On another note, I did actually try to walk over to one of the skyscrapers and use an explosive to blow up the wall and let me out. But the wall kind of ignored the explosive.
And when I brought out a nuke? Before I could even think twice about it due to the people it would kill, the nuke just kinda disintegrated into dust.
I was rather pissed about that, since that nuke cost a lot.
So, of course, I had the fanatics reimburse me for it.
It’s only right after all.
Not like I was gonna blow them all up with it or anything.
It was also the point I found out that all explosives on that scale are automatically disintegrated when within the compounds of the complex.
Never brought out another explosive after that.
My attention returns to the spaceship when I see someone flying out of the thing. Someone wearing a black kilt made of rather nice materials with pitch black eyes. And they just kinda stop there despite a bunch of turrets immediately turning to fire on them.
Turrets that they kinda ignore.
They look rather androgynous, so it’s hard to tell what gender they are. With a relatively feminine physique and – now that I get a better look – oddly diamond-like eyes. With them being separated into a bunch of rhombuses for the otherwise normal pupil.
All of which together makes me realize just who he is.
The Pharaoh ruling over the Rex Dynasty of the Dead.
Raja Singh Amunet.
The most powerful undead in the entire universe. And the only creature of his species.
A necro.
A species born only in places of immense death energy and miasma. Miasma so thick it and large in quantity that it can be mistaken for a planet.

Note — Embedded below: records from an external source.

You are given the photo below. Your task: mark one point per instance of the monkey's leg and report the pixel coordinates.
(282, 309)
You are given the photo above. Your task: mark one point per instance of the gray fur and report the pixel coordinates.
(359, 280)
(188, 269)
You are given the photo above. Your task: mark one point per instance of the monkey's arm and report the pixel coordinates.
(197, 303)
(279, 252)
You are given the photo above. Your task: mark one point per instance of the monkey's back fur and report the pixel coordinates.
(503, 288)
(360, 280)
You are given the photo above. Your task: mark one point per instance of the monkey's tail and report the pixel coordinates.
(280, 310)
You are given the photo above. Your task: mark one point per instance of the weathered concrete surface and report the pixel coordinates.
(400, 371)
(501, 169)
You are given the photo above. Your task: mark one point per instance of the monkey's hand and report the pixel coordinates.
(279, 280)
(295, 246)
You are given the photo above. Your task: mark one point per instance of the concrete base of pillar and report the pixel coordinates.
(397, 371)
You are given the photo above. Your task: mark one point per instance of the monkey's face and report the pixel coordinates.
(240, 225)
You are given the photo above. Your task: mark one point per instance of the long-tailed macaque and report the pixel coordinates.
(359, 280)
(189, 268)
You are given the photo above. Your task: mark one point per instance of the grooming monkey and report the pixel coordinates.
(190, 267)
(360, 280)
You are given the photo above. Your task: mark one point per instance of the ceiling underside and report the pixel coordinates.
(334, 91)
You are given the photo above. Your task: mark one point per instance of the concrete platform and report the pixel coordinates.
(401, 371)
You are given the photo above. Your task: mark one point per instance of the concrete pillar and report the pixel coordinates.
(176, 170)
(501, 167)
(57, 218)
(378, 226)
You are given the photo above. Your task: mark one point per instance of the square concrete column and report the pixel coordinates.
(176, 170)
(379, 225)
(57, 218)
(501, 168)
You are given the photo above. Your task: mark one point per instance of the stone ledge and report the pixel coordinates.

He’s the only known necro in existence though.
Although apparently he isn’t really a he. Or a she.
Apparently necro don’t have a gender. But he just went ahead and identified as male.
The word on the internet says he chose based on the roll of a die and doesn’t actually care one way or another.
My thoughts pause when his gaze locks onto me and the faintest hint of a smile stretches across it. Something that I’ve heard never happens.
Ever.
I just kinda wave at him before reaching over to pet Asher some more.
His smile grows slightly amused. Only for it to vanish again when he focuses on the cultists.
Well, looks like I’m getting out of here soon.